In Paradise Now, Malina’s 1971 book on the ethics and aesthetics of the Living Theater, she wrote,
“The play is a voyage from the many to the one and from the one to the many. It is a spiritual voyage and a political voyage. It is an interior voyage and an exterior voyage. It is a voyage for the actors and the spectators. It begins into the present and moves into the future and returns to the present.
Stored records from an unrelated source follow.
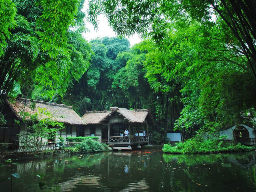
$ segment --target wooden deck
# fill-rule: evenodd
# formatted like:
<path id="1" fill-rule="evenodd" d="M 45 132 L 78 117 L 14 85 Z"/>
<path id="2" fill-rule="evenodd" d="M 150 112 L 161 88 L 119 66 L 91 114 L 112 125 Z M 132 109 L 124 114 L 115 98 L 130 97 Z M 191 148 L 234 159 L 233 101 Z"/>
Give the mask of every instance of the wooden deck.
<path id="1" fill-rule="evenodd" d="M 146 145 L 148 144 L 148 136 L 139 137 L 109 137 L 109 144 L 113 145 L 114 147 L 128 147 L 135 145 Z"/>

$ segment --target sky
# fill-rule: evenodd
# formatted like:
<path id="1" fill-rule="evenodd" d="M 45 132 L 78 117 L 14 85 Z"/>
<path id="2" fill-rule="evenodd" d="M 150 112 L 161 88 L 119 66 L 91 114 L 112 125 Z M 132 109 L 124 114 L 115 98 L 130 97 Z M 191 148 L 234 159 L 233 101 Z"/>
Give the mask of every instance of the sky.
<path id="1" fill-rule="evenodd" d="M 88 8 L 88 1 L 86 1 L 84 7 L 84 11 L 86 14 L 86 10 Z M 87 15 L 87 14 L 86 14 Z M 108 37 L 116 37 L 117 34 L 114 32 L 112 29 L 108 25 L 108 20 L 106 17 L 103 15 L 101 15 L 98 17 L 99 21 L 98 28 L 97 30 L 94 30 L 94 26 L 90 23 L 85 20 L 86 24 L 86 27 L 88 28 L 90 31 L 87 32 L 83 34 L 84 37 L 88 41 L 90 41 L 91 39 L 95 39 L 97 37 L 102 38 L 107 36 Z M 131 46 L 132 46 L 136 43 L 138 43 L 141 41 L 141 40 L 139 35 L 136 34 L 133 36 L 130 37 L 126 36 L 130 41 Z"/>

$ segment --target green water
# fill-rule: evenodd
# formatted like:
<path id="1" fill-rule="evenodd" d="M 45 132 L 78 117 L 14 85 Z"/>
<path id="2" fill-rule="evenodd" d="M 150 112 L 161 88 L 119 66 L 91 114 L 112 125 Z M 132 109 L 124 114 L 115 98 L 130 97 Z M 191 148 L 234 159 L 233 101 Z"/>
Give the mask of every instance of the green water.
<path id="1" fill-rule="evenodd" d="M 20 178 L 13 179 L 14 192 L 42 191 L 40 182 L 55 191 L 256 191 L 256 152 L 184 156 L 150 150 L 16 161 Z M 10 174 L 10 167 L 0 169 L 0 179 Z M 10 180 L 0 182 L 0 192 L 10 189 Z"/>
The plot is the Revolution.”
Standing by this statement, Malina argued that what Provo organized was, not merely a happening, but a cohesive mass that culminated in a progression of history through public revolt.
Though Malina and Zinovich were seemingly in agreement about the long-term impact of groups like Provo, Malina did not like the fleeting connotation attached to ‘happening.’ After all, the anarchist Provo’s work with green city planning had introduced ideas into the public discourse which eventually became mainstream. Today Amsterdam is known as a bicycle city, partially because of the initiatives of the Provo. The Provo leveled environmental critiques that ultimately lead to a cleaning up of polluted Dutch canals (something that has yet to be done here in New York). Grootveld’s insurrection against smoking was decades ahead of its time. Provo didn’t directly cause all this social change--they fueled a public discussion, which over time encountered their political ideas.The discussion closed with Judith Malina speaking on the history of radicalism. She explained “We’ve lost some things and we’ve gained some things—but we’ve always been persistent” smiling, offering as an aside that anarchists had always been working for “A life that’s more fun, and less anguished.”